Sebastian Junger, the author best known for “The Perfect Storm,” spent a total of five-months embedded with a platoon of the 173rd Airborne brigade in Afghanistan’s Korengal Valley, one of the most violent fronts in the War on Terror, in order to write a book about combat from the point of view of the common soldier.

So during a 14-month period, Junger sporadically joined the platoon to experience first hand the laborious patrols, the fierce firefights and the long tedious periods between combat.  Junger witnessed combat fatalities, ambushes, and even survived a roadside bombing of a military Humvee transporting him.

These action scenes – filled with real-life emotion and drama – are the most effective parts of “War.” There are sections of the book that are difficult to read, especially when soldiers are killed or injured.  The book also contains some real insights into how combat effects soldiers.  How they deal with killing.  How they experience fear.

Yet, oddly, despite Junger’s goal of humanizing the experience of combat, he fails to humanize the very soldiers he’s chronicling.  Even worse, the reader can sense Junger’s detachment from them.  He keeps them at a distance and as a result they don’t feel fully realized.  In fact, the platoon seems ready ordered from central casting: The Abused Kid Making Good, Minority with a Chip on His Shoulder, and the Crude, Misunderstood Redneck.

It’s a weird miss for Junger, who captured the life of Massachusetts fishermen so masterfully in “The Perfect Storm.”  One wonders if Junger’s own coping mechanisms forced him to remain disconnected from his subjects because getting too close would be painful for him if they were shot or killed.

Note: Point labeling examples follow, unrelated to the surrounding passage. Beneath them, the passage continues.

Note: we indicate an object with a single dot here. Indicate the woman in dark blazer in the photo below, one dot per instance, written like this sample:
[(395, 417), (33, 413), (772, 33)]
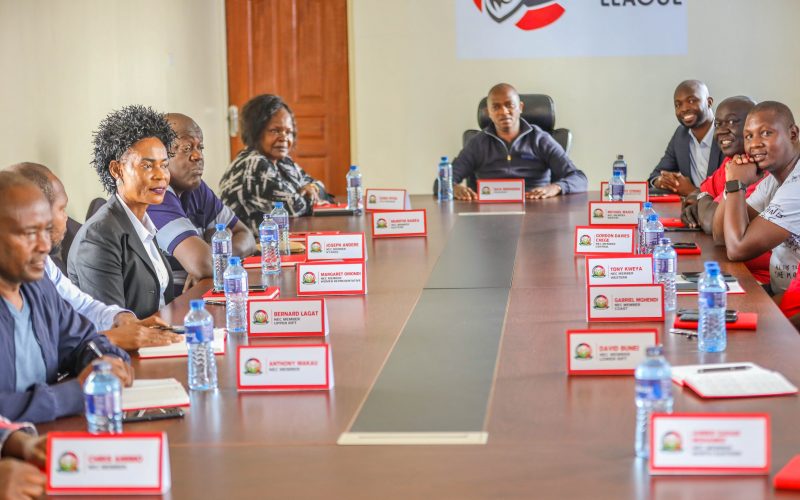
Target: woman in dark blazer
[(115, 257)]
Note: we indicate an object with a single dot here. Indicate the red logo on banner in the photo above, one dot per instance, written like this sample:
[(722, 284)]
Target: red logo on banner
[(538, 13)]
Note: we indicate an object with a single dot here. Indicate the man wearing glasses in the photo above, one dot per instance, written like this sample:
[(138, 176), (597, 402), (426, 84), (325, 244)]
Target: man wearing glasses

Or maybe the soldiers didn’t feel comfortable opening up to a journalist.

Junger was also shooting a documentary with the late photographer Tim Hetherington (killed in Libya last month) at the same time (released as “Restrepo” – which I have not seen).  So perhaps double duty writing and filming hampered the writing part.

This flaw is then compounded by the lack of context and perspective about the United States’ war in Afghanistan.  Junger seems to assume that most readers have more knowledge about the conflict than they actually do.  As a result, the book provides names, dates and actions that don’t have a broader explanation.

I wanted to know more about the war.  How many soldiers are there?  How do the average Afghans react to the fighting?  I also wanted more of a flavor of life over there – outside of the platoon.  I never got a sense of Afghanistan – the nation or its culture.

As a result of these flaws, “War” feels too small, too detached to be the book it could have been.  Which is a shame because I can’t remember wanting to like a book as much as I wanted to like “War.”